Para entender as questões de saúde associadas a esse processo é primordial compreender a representação da violência nesse espaço. Aline Conegundes Riba, pesquisadora da Faculdade de Saúde Pública (FSP) da USP, explica que a violência é múltipla e, por isso, existem diferentes fatores para explicá-la. Assim, as pessoas que são expostas a situações de violência apresentam maior risco de desenvolver agravos que podem ser temporários ou permanentes — aspectos que dependem dos fatores associados às dinâmicas das agressões. 

Aline Conegundes Riba – Foto: Reprodução/Lattes

“Um dos fatores que estão relacionados com as consequências da violência é o seu tempo de exposição”, explica a especialista. Assim, a possibilidade de desenvolvimento de uma consequência prolongada em decorrência de uma violência pontual é, na maioria das casos, menor do que a probabilidade para aqueles que sofrem desses agravos por um período mais extenso. 

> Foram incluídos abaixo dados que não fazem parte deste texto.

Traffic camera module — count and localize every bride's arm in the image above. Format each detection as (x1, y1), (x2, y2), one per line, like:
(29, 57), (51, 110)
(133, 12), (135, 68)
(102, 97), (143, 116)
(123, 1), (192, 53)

Pensando em minimizar os riscos de consequência, a especialista analisa que é necessário pensar no coletivo, sendo essencial se debruçar nos três níveis de prevenção para o estabelecimento de estratégias efetivas. A abordagem primária pretende, portanto, atuar antes que a violência ocorra, sendo primordial a presença de estudos que compreendam a sua formação para a prevenção de sua ocorrência. “Na prevenção primária, a gente precisa investir no trabalho de sensibilização com os próprios profissionais, uma vez que eles estarão nas pontas, com a população, e podendo trabalhar e ter uma atuação preventiva nas comunidades”, adiciona Aline. 

A atuação secundária pretende, por sua vez, trabalhar com a identificação precoce das situações de violência e com a intervenção como forma de não agravar a situação. Por isso, a presença de profissionais na identificação de sinais de violência é primordial para que a intervenção possa ser feita a partir da avaliação adequada do indivíduo — com a possibilidade de minimização de consequências. Por fim, a abordagem terciária tem como objetivo os cuidados prolongados após a situação de violência. “Toda a atenção necessária é fornecida para que a pessoa consiga superar a situação de violência e retomar sua própria história”, finaliza a especialista.